NinerNet Communications™
System Status

Server and System Status

NC031: Database overload incident

14 December 2018 05:51:47 +0000

On 13 December (UTC) the database server on server NC031 (the primary web server) failed twice, the second time resulting in our deciding to reboot the server. We believe this to be the result of a marked increase in denial of service and hacking attempts against this server over the last few days.

The database server went down at 01:55. We immediately logged into the server to determine the cause, and restarted it at 02:37. Shortly after that the problem manifested itself again, we did a full reboot of the machine at 03:03, and the server was again online and fully functional at 03:06.

The database failure resulted in database-based websites — e.g., WordPress websites — generating “error connecting to database” errors.

This issue highlights an issue on this server that we intend to address very early in the New Year, that being a necessary upgrade of our firewall system to better handle such attacks in the future.

We apologise that this issue occurred. If you have any questions, please contact NinerNet support. Thank-you.

NC031: Data centre power failure

19 July 2018 05:09:49 +0000

At 23:04 UTC on 18 July connectivity issues were reported at the New York, US, data centre. The cause of this problem was later identified as a power outage. The data centre is currently reporting that power was restored to the data centre at 00:38 UTC on 19 July, but our own logs on the server itself indicate that it was only down between 22:55 and 23:50 UTC on 18 July. We are expecting a full report from the data centre and will post further details here when we receive that.

This affected our primary web server, hosting most clients’ websites, including our own primary website (www.niner.net).

We later soft-rebooted the server at 04:07 UTC on 19 July, and it was back online at 04:08.

This outage affected automated daily back-ups on the server. These have been restored and will run as scheduled at the next scheduled time, which is at midnight UTC on 20 July.

We apologise for this outage. The data centres we select are supposed to have redundant power systems to ensure that this kind of event never happens. However, clearly it did in this case and, as mentioned above, we are expecting a follow-up report from the data centre to explain this failure.

If you have any questions or concerns, please contact us to let us know. Thank-you, and we again apologise for this incident.

NC036: Migration update 25 — Final

18 June 2018 08:54:43 +0000

The migration of all email accounts from server NC027 to server NC036 is complete. In fact, it was successfully completed at 04:00 UTC on 4 June. What followed over the next few days was an unprecedented avalanche of misinformation and red herrings that resulted in our moving the new server to another data centre (a move that took ten times longer than the previous move from the data centre where NC027 was located) where the same “problems” experienced by only some of our clients magically reappeared.

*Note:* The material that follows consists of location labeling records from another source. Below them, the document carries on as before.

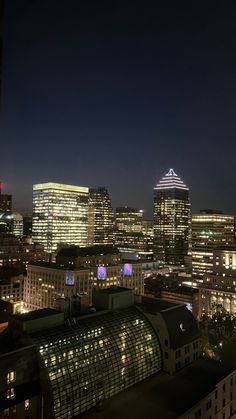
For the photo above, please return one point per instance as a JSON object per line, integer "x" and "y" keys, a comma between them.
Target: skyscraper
{"x": 60, "y": 215}
{"x": 129, "y": 234}
{"x": 210, "y": 229}
{"x": 5, "y": 200}
{"x": 100, "y": 217}
{"x": 171, "y": 219}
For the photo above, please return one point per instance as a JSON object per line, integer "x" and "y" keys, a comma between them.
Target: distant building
{"x": 27, "y": 226}
{"x": 183, "y": 295}
{"x": 11, "y": 285}
{"x": 171, "y": 220}
{"x": 78, "y": 271}
{"x": 148, "y": 234}
{"x": 11, "y": 222}
{"x": 128, "y": 229}
{"x": 100, "y": 217}
{"x": 210, "y": 228}
{"x": 14, "y": 252}
{"x": 60, "y": 215}
{"x": 5, "y": 199}
{"x": 219, "y": 286}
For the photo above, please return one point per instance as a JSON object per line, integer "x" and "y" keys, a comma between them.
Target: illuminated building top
{"x": 171, "y": 180}
{"x": 60, "y": 186}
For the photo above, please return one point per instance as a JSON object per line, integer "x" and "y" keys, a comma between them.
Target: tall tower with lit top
{"x": 171, "y": 219}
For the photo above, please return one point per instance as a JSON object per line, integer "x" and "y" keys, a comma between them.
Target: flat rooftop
{"x": 156, "y": 305}
{"x": 36, "y": 314}
{"x": 113, "y": 290}
{"x": 162, "y": 395}
{"x": 52, "y": 265}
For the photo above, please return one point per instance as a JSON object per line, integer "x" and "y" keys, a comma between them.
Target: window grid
{"x": 94, "y": 358}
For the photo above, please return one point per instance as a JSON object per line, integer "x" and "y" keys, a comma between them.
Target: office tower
{"x": 100, "y": 217}
{"x": 27, "y": 225}
{"x": 210, "y": 228}
{"x": 11, "y": 222}
{"x": 171, "y": 219}
{"x": 129, "y": 219}
{"x": 128, "y": 228}
{"x": 219, "y": 286}
{"x": 60, "y": 215}
{"x": 147, "y": 229}
{"x": 5, "y": 200}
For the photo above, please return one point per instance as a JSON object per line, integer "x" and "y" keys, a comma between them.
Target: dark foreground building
{"x": 56, "y": 368}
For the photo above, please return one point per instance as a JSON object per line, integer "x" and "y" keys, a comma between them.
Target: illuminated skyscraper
{"x": 100, "y": 217}
{"x": 60, "y": 215}
{"x": 210, "y": 228}
{"x": 171, "y": 219}
{"x": 129, "y": 234}
{"x": 5, "y": 200}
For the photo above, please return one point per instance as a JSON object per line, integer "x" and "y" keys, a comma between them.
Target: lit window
{"x": 11, "y": 377}
{"x": 10, "y": 393}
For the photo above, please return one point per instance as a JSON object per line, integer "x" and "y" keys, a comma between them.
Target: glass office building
{"x": 171, "y": 219}
{"x": 100, "y": 217}
{"x": 93, "y": 358}
{"x": 60, "y": 215}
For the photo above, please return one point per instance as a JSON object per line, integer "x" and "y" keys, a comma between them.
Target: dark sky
{"x": 114, "y": 93}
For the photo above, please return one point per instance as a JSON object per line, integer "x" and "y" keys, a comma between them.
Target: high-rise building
{"x": 129, "y": 219}
{"x": 60, "y": 215}
{"x": 171, "y": 219}
{"x": 219, "y": 286}
{"x": 210, "y": 228}
{"x": 128, "y": 228}
{"x": 11, "y": 222}
{"x": 100, "y": 217}
{"x": 5, "y": 200}
{"x": 147, "y": 229}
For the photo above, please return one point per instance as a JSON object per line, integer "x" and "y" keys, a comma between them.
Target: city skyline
{"x": 147, "y": 208}
{"x": 114, "y": 95}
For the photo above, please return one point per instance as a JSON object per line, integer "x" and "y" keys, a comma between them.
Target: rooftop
{"x": 52, "y": 265}
{"x": 76, "y": 251}
{"x": 171, "y": 180}
{"x": 162, "y": 395}
{"x": 36, "y": 314}
{"x": 114, "y": 290}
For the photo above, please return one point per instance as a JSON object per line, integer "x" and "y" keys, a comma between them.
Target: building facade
{"x": 219, "y": 286}
{"x": 77, "y": 272}
{"x": 128, "y": 229}
{"x": 60, "y": 215}
{"x": 171, "y": 220}
{"x": 11, "y": 286}
{"x": 11, "y": 222}
{"x": 100, "y": 217}
{"x": 16, "y": 253}
{"x": 210, "y": 228}
{"x": 62, "y": 368}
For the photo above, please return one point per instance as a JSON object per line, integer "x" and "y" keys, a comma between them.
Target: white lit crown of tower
{"x": 171, "y": 180}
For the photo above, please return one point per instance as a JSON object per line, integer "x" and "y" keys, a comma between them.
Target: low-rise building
{"x": 52, "y": 368}
{"x": 11, "y": 285}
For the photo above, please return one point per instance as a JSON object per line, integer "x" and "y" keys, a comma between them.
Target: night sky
{"x": 115, "y": 93}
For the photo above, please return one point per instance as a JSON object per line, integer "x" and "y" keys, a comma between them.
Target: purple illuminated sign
{"x": 102, "y": 273}
{"x": 70, "y": 278}
{"x": 128, "y": 268}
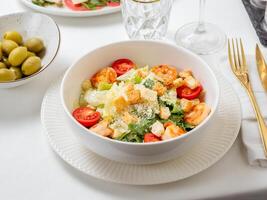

We planned the migration to have absolutely no impact on existing email configurations. We did this by pointing legacy sub-domains of the niner.net domain that named server NC027 — e.g., smtp27.niner.net — to server NC036. At the conclusion of the migration these sub-domains were indeed pointing to the new server. In other words, on Monday morning (4 June) email programs would have thought they were still downloading mail from the same server, not realising (or needing to realise) that they were in fact downloading from a new server.

However, it turned out that a significant minority of email programs were somehow misconfigured with settings that worked on the old server, but stopped working when connecting to the new server. Those clients who were using the correct settings experienced no disruption at all, and when those clients with incorrect settings corrected them on the morning of Monday the 11th, the problems were fixed instantly.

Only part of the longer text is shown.